The Badger Series – Paul Tarragó

Canteen Gallery 2 FlatScreen

A cycle of eight short videos broadcasting intermittently throughout Spring/Summer 2010.

The Badger Series plays within the familiar format of an imagined children’s television show. Mr Paul and his household menagerie of puppets explore the big issues of existence with the inquisitive sincerity of a learning programme.
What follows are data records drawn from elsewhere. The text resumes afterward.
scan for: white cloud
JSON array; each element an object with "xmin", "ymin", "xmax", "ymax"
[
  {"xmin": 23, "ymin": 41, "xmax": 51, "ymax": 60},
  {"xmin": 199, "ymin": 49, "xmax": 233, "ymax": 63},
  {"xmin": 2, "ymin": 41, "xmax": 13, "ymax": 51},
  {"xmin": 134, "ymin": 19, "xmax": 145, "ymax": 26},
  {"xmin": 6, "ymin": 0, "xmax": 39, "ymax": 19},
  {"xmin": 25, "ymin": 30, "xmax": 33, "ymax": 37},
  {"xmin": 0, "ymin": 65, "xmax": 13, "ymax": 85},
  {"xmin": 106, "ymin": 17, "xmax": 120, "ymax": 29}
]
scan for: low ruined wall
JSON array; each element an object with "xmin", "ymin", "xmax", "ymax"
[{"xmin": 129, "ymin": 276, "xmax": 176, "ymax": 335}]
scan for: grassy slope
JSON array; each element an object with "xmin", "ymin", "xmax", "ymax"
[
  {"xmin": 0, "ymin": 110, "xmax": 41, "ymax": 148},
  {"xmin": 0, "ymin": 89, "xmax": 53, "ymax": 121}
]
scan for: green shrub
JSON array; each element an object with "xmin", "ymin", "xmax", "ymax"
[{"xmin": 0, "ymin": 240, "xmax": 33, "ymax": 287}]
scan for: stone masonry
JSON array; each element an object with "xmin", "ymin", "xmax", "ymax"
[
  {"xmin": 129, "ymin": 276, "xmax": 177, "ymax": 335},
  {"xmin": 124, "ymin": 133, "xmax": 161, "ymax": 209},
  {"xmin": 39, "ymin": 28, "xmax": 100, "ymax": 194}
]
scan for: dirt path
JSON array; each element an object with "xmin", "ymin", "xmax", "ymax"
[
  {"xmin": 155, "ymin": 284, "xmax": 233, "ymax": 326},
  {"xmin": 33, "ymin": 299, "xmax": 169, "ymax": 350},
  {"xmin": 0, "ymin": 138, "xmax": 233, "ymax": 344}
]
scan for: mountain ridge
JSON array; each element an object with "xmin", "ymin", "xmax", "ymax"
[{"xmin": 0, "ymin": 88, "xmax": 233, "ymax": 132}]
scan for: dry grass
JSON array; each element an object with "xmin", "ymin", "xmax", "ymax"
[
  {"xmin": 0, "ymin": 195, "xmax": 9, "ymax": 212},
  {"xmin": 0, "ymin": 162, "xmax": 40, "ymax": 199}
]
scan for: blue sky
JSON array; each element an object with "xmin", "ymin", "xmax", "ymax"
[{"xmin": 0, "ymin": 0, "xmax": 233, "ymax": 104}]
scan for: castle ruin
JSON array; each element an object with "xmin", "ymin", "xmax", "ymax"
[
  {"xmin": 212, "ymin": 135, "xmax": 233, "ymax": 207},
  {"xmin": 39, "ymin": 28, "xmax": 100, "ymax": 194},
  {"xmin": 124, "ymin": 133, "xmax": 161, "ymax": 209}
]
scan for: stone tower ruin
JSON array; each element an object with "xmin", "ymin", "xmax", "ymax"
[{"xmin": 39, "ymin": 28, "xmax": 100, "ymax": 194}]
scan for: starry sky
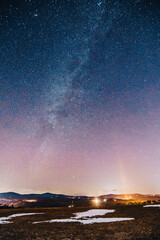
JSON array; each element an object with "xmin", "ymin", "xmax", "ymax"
[{"xmin": 0, "ymin": 0, "xmax": 160, "ymax": 195}]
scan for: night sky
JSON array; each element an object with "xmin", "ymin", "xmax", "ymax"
[{"xmin": 0, "ymin": 0, "xmax": 160, "ymax": 195}]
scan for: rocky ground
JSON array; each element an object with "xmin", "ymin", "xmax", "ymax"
[{"xmin": 0, "ymin": 205, "xmax": 160, "ymax": 240}]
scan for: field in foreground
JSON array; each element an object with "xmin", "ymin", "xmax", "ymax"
[{"xmin": 0, "ymin": 205, "xmax": 160, "ymax": 240}]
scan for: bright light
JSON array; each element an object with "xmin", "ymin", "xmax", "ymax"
[{"xmin": 94, "ymin": 198, "xmax": 100, "ymax": 205}]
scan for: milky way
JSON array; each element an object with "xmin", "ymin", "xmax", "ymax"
[{"xmin": 0, "ymin": 0, "xmax": 160, "ymax": 194}]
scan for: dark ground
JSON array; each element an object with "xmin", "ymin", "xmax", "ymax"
[{"xmin": 0, "ymin": 205, "xmax": 160, "ymax": 240}]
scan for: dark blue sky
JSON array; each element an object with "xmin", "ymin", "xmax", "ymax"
[{"xmin": 0, "ymin": 0, "xmax": 160, "ymax": 193}]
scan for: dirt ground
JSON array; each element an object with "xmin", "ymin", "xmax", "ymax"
[{"xmin": 0, "ymin": 206, "xmax": 160, "ymax": 240}]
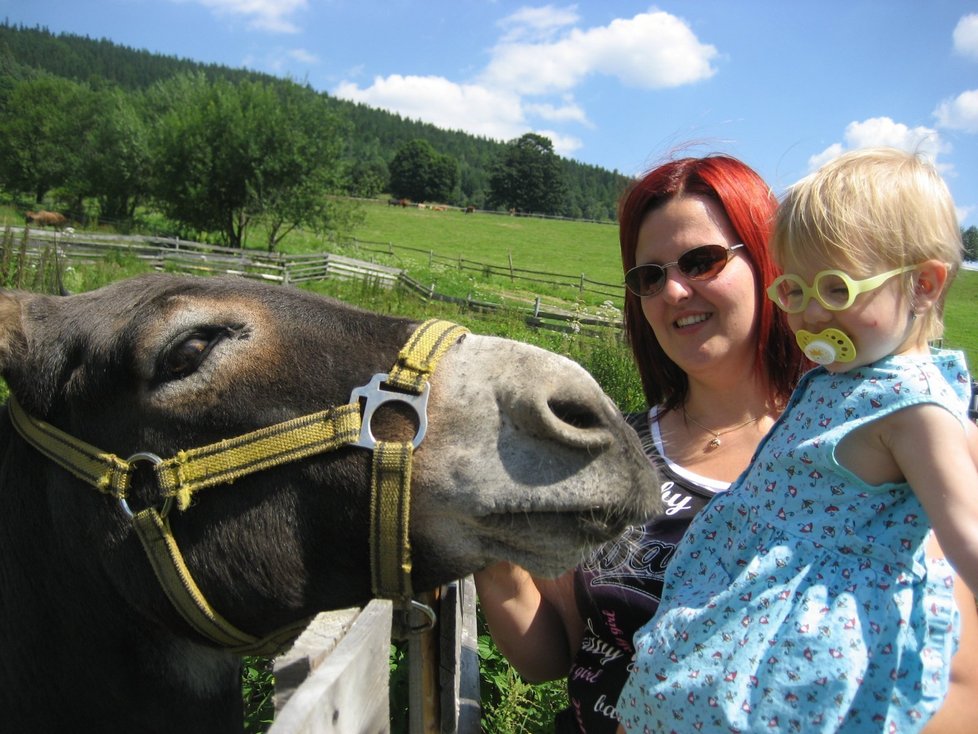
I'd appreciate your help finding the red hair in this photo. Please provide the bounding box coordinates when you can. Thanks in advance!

Trailer – Episodes 5 to 8 of the Badger Series from Paul A Tarrago on Vimeo.

Episode 1:
The sight of a model skeleton unearths a memory in the Badger that he has repressed all these years, prompting him to ask some pretty tricky questions about life, death and self-sacrifice. (11.5 mins)
Episode 2:
The Badger and the Squirrel relay the world through a lens. (9.5 mins)
Episode 3:
A sudden dilemma, a plummet of spirits and the necessity of rallying round. (13.5 mins)
Episode 4:
Extended dream sequence intended as a balance for the weightier themes of Episode 3. (6.5 mins)
Episode 5:
A surprise visitor in the garden sets the household to thinking about their origins. (14.5 mins)
Episode 6:
Back to nature after a glut of technology, which leads to discussions of Henry David Thoreau, sexuality, and a moral dilemma. (13.5 mins)
Episode 7:
Whilst making a public information film the household becomes fascinated by a prop microscope and the window it opens onto the world of microbes. (11 mins)
Episode 8:
The story behind Gustav the Dancing Robot and a consideration of identity and belonging. Book Club title: Frankenstein. (12 mins)

Paul Tarragó is a London based artist-filmmaker working in both video and celluloid. Meta-fictional in nature, his work experiments with the familiar language and narrative of film. Tarragó has previously exhibited in UK and International venues including South London Gallery, Brooklyn Museum of Art, ArtSway, CCA Glasgow, Pompidou Centre (Paris), Moscow International Film Festival and Haus der Kulturen der Welt (Berlin).

Programmed all the year round with new or seminal work from artists working with moving image, FlatScreen is the digital plane in Gallery Two that allows us to move fast and react to new possibilities.